1) The 'No compute node record for host phanpy: ComputeHostNotFound_Remote: Compute host phanpy could not be found.' message is benign, this message appears on first start of the `nova-compute` service. It keeps appearing in the log here due to failure to register available resources. See 3)
2) Technically, the compute hosts are partially registered with `nova`:
$ nova service-list
+----+----------------+---------------------+----------+---------+-------+----------------------------+-----------------+
| Id | Binary | Host | Zone | Status | State | Updated_at | Disabled Reason |
+----+----------------+---------------------+----------+---------+-------+----------------------------+-----------------+
| 1 | nova-conductor | juju-302a0a-2-lxd-2 | internal | enabled | up | 2018-06-29T10:28:00.000000 | - |
| 14 | nova-scheduler | juju-302a0a-2-lxd-2 | internal | enabled | up | 2018-06-29T10:28:01.000000 | - |
| 15 | nova-compute | phanpy | nova | enabled | up | 2018-06-29T10:28:01.000000 | - |
| 16 | nova-compute | aurorus | nova | enabled | up | 2018-06-29T10:28:05.000000 | - |
| 26 | nova-compute | zygarde | nova | enabled | up | 2018-06-29T10:28:05.000000 | - |
+----+----------------+---------------------+----------+---------+-------+----------------------------+-----------------+
3) However the compute hosts does not have any resources. The reason for no resources appearing in `nova` is that `nova-compute` service hits a TraceBack during initial host registration:
2018-06-29 06:25:57.161 35528 ERROR nova.compute.manager Traceback (most recent call last):
2018-06-29 06:25:57.161 35528 ERROR nova.compute.manager File "/usr/lib/python2.7/dist-packages/nova/compute/manager.py", line 7277, in update_available_resource_for_node
2018-06-29 06:25:57.161 35528 ERROR nova.compute.manager rt.update_available_resource(context, nodename)

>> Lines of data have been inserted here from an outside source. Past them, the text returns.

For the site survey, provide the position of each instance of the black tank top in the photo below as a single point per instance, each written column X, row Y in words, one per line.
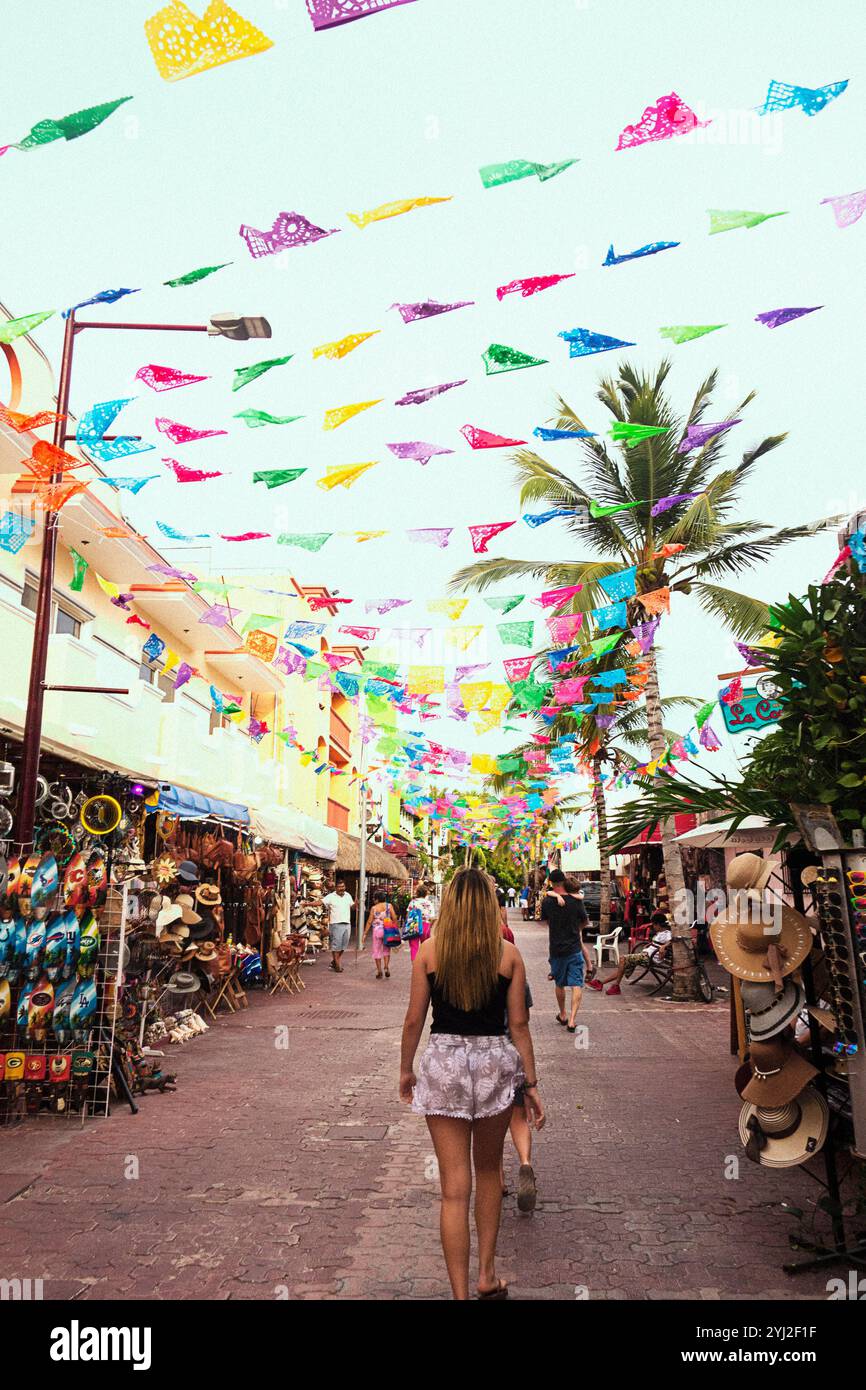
column 489, row 1020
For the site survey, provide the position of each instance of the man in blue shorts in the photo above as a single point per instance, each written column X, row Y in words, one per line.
column 566, row 916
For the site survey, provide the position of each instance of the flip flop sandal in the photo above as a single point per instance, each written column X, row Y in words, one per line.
column 495, row 1294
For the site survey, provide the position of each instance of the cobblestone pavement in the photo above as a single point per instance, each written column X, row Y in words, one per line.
column 295, row 1172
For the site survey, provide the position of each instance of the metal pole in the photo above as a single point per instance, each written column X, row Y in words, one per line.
column 362, row 876
column 25, row 811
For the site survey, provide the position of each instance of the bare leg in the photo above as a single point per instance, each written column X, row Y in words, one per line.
column 488, row 1140
column 521, row 1134
column 451, row 1139
column 576, row 1000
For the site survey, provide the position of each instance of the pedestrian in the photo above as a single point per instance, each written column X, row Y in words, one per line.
column 420, row 916
column 470, row 1068
column 569, row 958
column 339, row 905
column 380, row 916
column 656, row 947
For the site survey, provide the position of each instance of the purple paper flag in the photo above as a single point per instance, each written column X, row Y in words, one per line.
column 417, row 449
column 327, row 14
column 666, row 503
column 417, row 398
column 289, row 230
column 697, row 435
column 776, row 317
column 431, row 535
column 427, row 309
column 645, row 634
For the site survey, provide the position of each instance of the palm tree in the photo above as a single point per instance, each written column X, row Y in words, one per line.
column 685, row 549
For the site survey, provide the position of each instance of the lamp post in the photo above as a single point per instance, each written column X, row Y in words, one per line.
column 225, row 325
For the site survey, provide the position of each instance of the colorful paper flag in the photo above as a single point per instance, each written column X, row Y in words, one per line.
column 184, row 45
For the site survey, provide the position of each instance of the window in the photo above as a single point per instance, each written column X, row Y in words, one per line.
column 66, row 617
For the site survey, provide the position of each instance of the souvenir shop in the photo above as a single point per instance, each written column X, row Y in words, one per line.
column 793, row 940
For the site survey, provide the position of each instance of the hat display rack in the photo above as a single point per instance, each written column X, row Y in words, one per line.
column 802, row 1102
column 63, row 912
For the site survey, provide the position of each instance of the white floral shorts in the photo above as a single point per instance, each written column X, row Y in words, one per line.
column 467, row 1077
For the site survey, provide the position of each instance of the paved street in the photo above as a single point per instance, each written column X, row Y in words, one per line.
column 296, row 1173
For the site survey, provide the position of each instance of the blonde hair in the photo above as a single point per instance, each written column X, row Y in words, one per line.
column 469, row 940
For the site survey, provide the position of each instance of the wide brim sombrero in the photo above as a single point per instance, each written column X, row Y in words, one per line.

2018-06-29 06:25:57.161 35528 ERROR nova.compute.manager File "/usr/lib/python2.7/dist-packages/nova/compute/resource_tracker.py", line 664, in update_available_resource
2018-06-29 06:25:57.161 35528 ERROR nova.compute.manager resources = self.driver.get_available_resource(nodename)
2018-06-29 06:25:57.161 35528 ERROR nova.compute.manager File "/usr/lib/python2.7/dist-packages/nova/virt/libvirt/driver.py", line 6438, in get_available_resource
2018-06-29 06:25:57.161 35528 ERROR nova.compute.manager self._get_pci_passthrough_devices()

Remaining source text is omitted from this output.